A meu ver, sequer seria necessária uma alteração da lei para isto, pois a jurisprudência já se encarregara de regular a matéria, sendo um vício do Brasil esse excesso legislativo, que, vez por outra, deixando de cuidar de questões realmente importantes, legisla para repetir o que já é pacífico pela jurisprudência, normalmente, como no caso, acrescentando algum equívoco na redação do texto legal, devolvendo aos tribunais uma avalanche de processos que não existiriam, pois já se encontravam pacificadas as matérias em virtude de reiterados pronunciamentos.

Se amanhã se inventar algum outro tipo de equipamento, ou meios telepáticos de comunicação, será necessário, pelo mesmo entendimento, uma lei para dizer que o trabalhador que exerce sua atividade com pessoalidade, de forma não eventual, mediante remuneração paga pelo contratante e mediante subordinação jurídica, “controlado” por esta ou aquela ferramenta do futuro, será um empregado! É o óbvio que não!

Os requisitos da relação de emprego não se sustentam de forma independente. É necessária a conjugação de pelo menos três elementos básicos para que haja o vínculo: não eventualidade, dependência (subordinação) e salário.

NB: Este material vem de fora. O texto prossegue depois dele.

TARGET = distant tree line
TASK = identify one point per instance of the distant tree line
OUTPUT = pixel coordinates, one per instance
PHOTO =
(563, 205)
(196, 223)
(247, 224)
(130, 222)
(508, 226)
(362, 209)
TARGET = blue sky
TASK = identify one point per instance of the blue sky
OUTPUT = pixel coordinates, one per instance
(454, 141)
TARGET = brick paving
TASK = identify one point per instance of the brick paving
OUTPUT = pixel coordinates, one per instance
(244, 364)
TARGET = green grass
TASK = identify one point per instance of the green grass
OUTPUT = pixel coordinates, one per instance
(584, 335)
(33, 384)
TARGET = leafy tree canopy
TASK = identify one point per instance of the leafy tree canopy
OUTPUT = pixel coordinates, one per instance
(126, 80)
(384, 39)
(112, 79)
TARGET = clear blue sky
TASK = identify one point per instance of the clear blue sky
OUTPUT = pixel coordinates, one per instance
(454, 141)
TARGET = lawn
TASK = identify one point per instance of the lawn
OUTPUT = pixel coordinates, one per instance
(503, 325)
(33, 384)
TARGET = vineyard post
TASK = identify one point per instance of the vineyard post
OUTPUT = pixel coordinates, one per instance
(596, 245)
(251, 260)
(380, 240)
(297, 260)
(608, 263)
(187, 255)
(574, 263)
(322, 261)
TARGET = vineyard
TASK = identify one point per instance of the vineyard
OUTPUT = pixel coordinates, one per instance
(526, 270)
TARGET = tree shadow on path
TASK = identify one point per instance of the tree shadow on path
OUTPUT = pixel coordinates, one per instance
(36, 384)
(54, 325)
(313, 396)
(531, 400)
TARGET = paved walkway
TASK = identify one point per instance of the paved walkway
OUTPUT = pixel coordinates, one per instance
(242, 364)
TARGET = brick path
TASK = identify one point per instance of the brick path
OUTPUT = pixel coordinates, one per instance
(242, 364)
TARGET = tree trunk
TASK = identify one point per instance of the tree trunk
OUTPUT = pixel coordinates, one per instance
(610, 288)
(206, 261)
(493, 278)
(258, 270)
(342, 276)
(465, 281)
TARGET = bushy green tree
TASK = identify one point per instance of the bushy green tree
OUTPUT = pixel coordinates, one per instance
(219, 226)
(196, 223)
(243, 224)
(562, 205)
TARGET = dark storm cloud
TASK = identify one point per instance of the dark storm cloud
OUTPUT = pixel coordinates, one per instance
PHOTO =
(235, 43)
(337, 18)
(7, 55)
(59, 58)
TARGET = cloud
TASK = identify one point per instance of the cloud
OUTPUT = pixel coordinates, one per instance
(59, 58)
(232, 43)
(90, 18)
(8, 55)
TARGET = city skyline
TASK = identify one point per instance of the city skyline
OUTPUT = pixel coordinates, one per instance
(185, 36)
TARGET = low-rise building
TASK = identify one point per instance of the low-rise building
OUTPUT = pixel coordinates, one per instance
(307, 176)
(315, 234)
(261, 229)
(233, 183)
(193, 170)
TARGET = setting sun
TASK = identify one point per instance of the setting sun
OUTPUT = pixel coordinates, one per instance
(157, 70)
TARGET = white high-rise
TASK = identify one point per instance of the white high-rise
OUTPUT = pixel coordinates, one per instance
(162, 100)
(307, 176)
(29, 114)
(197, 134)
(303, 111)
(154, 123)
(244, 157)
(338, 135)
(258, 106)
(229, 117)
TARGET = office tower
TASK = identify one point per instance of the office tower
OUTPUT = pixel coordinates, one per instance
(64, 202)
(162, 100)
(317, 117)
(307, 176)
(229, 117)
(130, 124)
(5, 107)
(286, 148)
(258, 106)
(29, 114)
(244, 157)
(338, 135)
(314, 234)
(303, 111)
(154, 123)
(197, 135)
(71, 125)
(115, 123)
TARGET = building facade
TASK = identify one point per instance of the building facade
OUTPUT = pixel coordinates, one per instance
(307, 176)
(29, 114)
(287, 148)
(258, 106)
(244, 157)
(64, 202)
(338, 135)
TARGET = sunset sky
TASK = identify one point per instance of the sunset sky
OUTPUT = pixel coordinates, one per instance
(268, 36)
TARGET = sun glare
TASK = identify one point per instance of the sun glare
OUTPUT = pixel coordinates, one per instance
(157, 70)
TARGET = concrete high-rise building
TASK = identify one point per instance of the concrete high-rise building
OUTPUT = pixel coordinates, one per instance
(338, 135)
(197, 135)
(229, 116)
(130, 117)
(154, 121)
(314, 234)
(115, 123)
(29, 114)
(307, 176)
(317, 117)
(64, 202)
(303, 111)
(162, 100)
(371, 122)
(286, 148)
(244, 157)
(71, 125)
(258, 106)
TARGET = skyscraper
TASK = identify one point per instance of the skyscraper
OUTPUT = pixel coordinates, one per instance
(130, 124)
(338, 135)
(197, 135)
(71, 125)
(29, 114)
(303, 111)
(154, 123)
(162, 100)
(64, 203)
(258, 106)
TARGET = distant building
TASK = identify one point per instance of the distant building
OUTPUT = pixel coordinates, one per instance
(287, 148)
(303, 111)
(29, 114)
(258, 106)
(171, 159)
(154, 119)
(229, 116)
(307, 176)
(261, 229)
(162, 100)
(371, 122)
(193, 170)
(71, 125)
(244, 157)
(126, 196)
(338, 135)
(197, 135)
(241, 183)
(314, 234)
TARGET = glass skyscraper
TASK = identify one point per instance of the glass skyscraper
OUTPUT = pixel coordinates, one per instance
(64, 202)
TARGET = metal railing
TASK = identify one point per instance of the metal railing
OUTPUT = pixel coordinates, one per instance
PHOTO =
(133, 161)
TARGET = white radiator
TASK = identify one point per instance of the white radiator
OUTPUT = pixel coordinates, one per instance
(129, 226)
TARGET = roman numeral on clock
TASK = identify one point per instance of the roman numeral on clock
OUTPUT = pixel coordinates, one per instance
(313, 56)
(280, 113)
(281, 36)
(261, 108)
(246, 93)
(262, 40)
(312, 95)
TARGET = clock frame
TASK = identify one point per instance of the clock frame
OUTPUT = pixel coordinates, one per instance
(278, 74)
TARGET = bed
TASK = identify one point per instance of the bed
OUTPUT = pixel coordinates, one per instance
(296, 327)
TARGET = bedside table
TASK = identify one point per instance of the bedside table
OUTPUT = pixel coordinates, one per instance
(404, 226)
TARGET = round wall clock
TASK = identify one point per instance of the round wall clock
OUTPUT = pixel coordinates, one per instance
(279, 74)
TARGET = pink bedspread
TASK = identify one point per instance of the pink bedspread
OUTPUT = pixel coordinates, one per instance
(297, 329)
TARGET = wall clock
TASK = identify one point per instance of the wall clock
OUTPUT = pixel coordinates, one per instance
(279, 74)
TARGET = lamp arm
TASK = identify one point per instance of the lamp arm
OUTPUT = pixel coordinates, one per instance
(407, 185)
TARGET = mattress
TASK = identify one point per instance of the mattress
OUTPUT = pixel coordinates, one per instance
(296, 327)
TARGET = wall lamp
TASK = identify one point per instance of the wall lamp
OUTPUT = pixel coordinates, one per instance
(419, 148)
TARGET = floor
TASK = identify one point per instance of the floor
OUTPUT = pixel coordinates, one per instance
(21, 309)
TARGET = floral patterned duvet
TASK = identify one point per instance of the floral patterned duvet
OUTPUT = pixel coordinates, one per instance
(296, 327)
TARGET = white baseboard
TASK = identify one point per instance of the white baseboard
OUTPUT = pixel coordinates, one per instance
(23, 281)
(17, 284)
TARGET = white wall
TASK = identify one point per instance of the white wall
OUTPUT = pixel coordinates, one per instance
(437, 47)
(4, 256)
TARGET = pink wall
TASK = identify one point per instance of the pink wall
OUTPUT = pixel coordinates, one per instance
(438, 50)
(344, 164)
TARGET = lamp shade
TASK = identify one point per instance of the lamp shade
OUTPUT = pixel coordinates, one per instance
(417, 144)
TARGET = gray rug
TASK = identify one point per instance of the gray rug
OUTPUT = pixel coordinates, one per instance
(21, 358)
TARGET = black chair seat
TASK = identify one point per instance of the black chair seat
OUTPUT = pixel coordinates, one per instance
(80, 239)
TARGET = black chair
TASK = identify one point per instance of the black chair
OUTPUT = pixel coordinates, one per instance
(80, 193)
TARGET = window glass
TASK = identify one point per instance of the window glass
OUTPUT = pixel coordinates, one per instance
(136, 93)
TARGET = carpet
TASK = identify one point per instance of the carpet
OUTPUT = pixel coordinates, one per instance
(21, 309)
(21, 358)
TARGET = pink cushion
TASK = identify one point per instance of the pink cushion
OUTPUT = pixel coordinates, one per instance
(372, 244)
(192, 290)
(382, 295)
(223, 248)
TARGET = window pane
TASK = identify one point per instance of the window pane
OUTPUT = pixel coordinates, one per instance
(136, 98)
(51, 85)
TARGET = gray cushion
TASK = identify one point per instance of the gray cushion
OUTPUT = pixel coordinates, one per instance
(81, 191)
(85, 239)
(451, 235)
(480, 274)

Também não é o uso de meios eletrônicos, principalmente e-mails, que poderá representar, de forma genérica, a realização de horas extras para aqueles cujo o vínculo já é indiscutível.

O curioso é o enfoque que a imprensa tem dado de que se trataria de uma lei com a finalidade de equiparar os efeitos jurídicos da subordinação exercida por meios telemáticos e informatizados. A ementa da lei é equivocada e, lamentavelmente, alguns doutos já estão opinando sobre a ementa e não sobre o texto legal. A interpretação não se faz pela ementa, nem se obedece o que nela consta, também não é no parágrafo do artigo que se encontra a solução para a celeuma criada, que apenas complementa o óbvio. É o caput do artigo que estabelece do que trata o dispositivo e a sua finalidade e que, pela simples leitura da redação anterior, demonstra que foi desnecessário o esforço da alteração implementada.

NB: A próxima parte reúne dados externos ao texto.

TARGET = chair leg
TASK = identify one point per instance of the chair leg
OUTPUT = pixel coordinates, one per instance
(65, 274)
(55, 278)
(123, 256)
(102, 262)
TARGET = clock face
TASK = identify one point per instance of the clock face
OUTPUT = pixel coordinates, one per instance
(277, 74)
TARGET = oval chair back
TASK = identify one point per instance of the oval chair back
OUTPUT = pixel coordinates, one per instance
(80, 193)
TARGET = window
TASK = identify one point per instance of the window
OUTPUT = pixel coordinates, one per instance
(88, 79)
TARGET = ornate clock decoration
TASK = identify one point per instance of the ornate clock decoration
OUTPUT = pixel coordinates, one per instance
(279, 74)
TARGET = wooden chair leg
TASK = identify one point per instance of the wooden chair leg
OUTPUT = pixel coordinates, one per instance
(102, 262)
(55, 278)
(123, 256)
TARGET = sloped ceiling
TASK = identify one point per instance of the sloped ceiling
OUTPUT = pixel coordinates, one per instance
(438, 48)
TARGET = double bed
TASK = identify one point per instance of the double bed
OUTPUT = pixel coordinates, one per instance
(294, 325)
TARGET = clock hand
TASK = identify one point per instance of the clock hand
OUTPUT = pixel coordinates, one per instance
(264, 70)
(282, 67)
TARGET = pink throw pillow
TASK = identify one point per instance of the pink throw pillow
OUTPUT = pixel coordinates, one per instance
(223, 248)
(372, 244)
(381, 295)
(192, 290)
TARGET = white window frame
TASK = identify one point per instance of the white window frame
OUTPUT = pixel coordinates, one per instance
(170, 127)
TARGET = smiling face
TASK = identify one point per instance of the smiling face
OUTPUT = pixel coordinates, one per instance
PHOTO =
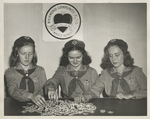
(25, 54)
(116, 56)
(75, 58)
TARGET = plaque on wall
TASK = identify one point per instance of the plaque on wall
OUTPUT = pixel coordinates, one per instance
(62, 21)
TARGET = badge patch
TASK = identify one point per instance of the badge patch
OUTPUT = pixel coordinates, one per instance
(130, 81)
(36, 79)
(86, 82)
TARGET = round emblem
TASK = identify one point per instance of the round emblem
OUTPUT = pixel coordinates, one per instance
(62, 21)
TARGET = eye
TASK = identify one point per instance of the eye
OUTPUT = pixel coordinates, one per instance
(70, 57)
(31, 53)
(22, 53)
(110, 55)
(79, 57)
(117, 54)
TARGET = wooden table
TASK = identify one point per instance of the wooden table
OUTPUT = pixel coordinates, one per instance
(131, 107)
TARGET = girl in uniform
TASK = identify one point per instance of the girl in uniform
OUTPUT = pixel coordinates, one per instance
(120, 78)
(74, 75)
(24, 78)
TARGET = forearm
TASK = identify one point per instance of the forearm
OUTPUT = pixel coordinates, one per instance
(19, 94)
(139, 94)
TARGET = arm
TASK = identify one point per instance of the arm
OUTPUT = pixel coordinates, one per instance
(95, 86)
(53, 83)
(98, 86)
(13, 89)
(43, 79)
(141, 91)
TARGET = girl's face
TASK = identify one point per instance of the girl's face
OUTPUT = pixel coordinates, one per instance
(25, 54)
(75, 58)
(116, 56)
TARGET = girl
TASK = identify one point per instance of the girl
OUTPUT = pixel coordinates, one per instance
(120, 78)
(74, 75)
(24, 78)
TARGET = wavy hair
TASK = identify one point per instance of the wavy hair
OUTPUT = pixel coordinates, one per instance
(64, 58)
(128, 60)
(14, 59)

O parágrafo em questão seria absolutamente desnecessário, pois são inúmeros os trabalhos possíveis e que sempre puderam ser feitos à distância da empresa, e que prescindem do uso de equipamentos eletrônicos, e nem por isso os empregados, assim estabelecidos, deixariam de ser assim considerados, se presentes os requisitos do artigo 3º da CLT. Existem costureiras, bordadeiras, pintores, artesões de modo geral, tradutores, redatores etc., que não precisam obrigatoriamente estarem ligados por meio eletrônico aos seus empregadores. O meio eletrônico é apenas uma facilidade do mundo moderno. Tais atividades diferem totalmente daqueles, em minoria ainda, que trabalham em segmento da atividade empresarial que, por questões de logística e até de economia, instalam ou proporcionam aos empregados, fruto das facilidades do mundo moderno, a possibilidade de trabalharem onde quer que estejam, muitas vezes em escritórios em suas próprias residências, ligados por um sistema integrado de rede de longa distância.

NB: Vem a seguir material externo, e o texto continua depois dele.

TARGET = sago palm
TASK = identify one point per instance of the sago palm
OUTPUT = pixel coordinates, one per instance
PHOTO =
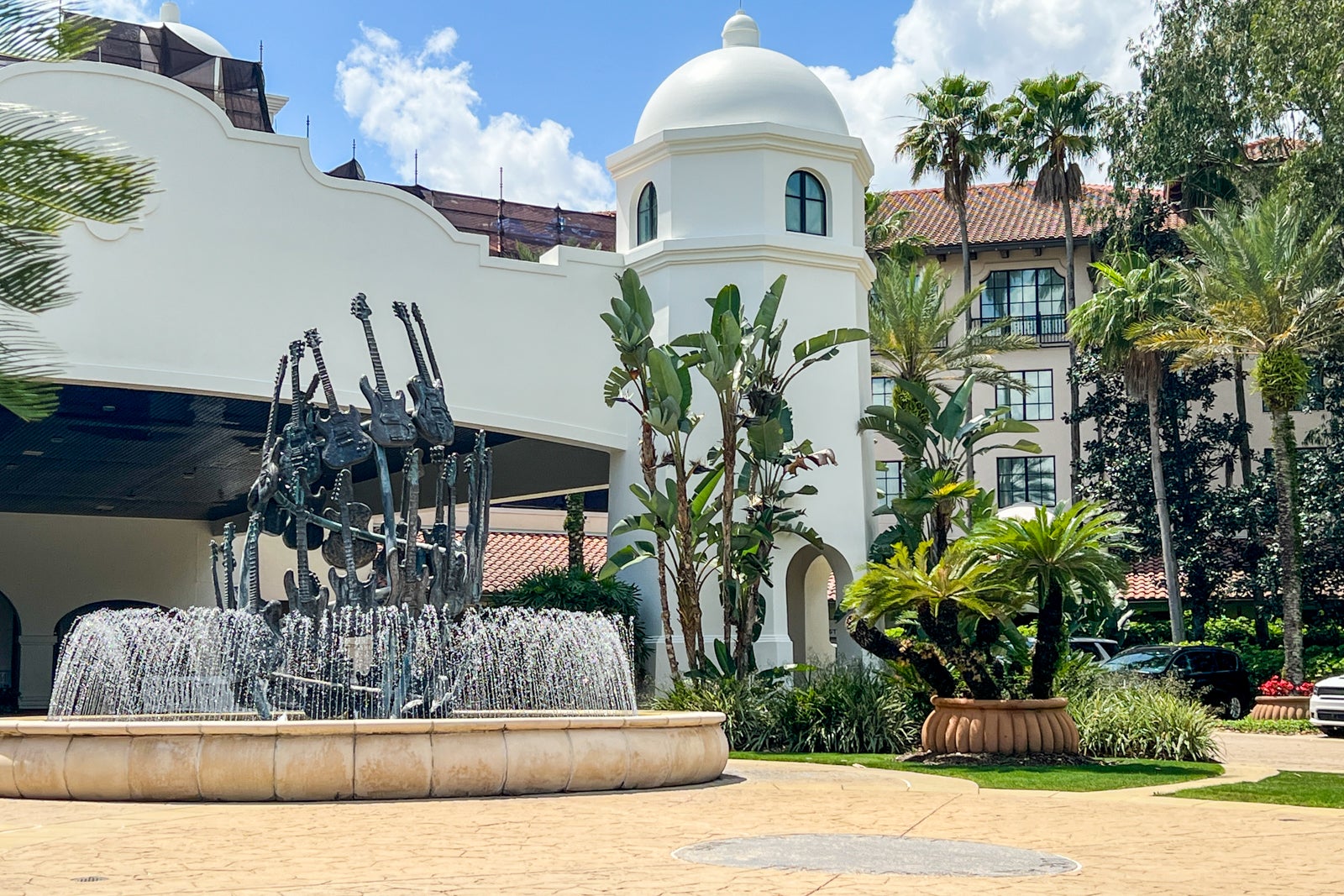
(53, 170)
(1062, 559)
(1131, 293)
(1050, 125)
(1261, 288)
(911, 325)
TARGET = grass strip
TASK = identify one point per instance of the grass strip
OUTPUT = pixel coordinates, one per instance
(1288, 789)
(1102, 774)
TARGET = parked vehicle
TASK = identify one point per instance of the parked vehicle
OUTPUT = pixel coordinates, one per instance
(1215, 674)
(1327, 705)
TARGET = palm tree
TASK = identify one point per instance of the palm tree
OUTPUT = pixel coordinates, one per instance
(53, 170)
(1131, 293)
(1058, 558)
(1050, 125)
(911, 328)
(956, 134)
(1261, 286)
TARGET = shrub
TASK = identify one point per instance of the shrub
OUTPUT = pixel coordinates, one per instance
(1121, 715)
(844, 708)
(580, 591)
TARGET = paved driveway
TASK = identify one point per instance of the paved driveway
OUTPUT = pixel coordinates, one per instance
(1128, 842)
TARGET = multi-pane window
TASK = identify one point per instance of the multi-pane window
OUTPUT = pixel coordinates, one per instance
(806, 204)
(1026, 479)
(647, 217)
(1038, 403)
(882, 390)
(1034, 298)
(891, 479)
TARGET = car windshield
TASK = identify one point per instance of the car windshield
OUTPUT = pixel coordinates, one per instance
(1140, 661)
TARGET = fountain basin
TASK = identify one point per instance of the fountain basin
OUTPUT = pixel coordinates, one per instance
(360, 759)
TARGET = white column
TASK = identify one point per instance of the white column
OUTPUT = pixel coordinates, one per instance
(35, 669)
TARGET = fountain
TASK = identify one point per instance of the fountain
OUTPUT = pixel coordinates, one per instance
(398, 684)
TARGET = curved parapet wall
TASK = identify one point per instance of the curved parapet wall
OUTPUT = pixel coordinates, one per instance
(374, 759)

Não é o uso esporádico do celular, ou de smartphones, que comprovará a subordinação, razão pela qual entendo inadequada a precipitada avaliação de que a egrégia Corte Superior Trabalhista pretenda revisar de pronto a sua Súmula 428, pois não é razoável que, sem sequer discussões pelas vias ordinárias, possa um Tribunal Superior ser seduzido por precipitadas interpretações de uma alteração legislativa cuja matéria, por anos, já mereceu pronunciamentos de todos os tribunais do país.

Fosse o desejo do legislador transformar o uso de mensagens eletrônicas, celulares e outras formas tecnológicas de comunicação em forma de controle de jornada, teria alterado o disposto no inciso I do artigo 62 da CLT, e não o artigo 6º. A súmula em questão é de redação clara: “O uso de aparelho de intercomunicação, a exemplo de BIP, pager ou aparelho celular, pelo empregado, por si só, não caracteriza o regime de sobreaviso, uma vez que o empregado não permanece em sua residência aguardando, a qualquer momento, convocação para o serviço”. Ou seja, nada muda. Não é o uso do celular ou do email, “por si só”, que poderá representar horas extras, que somente existem quando demonstrada na situação em concreto, com a apresentação de outros elementos. Nada mudou!

Euclydes José Marchi Mendonça é especialista em Direito Trabalhista e vice-presidente do Instituto dos Advogados de São Paulo.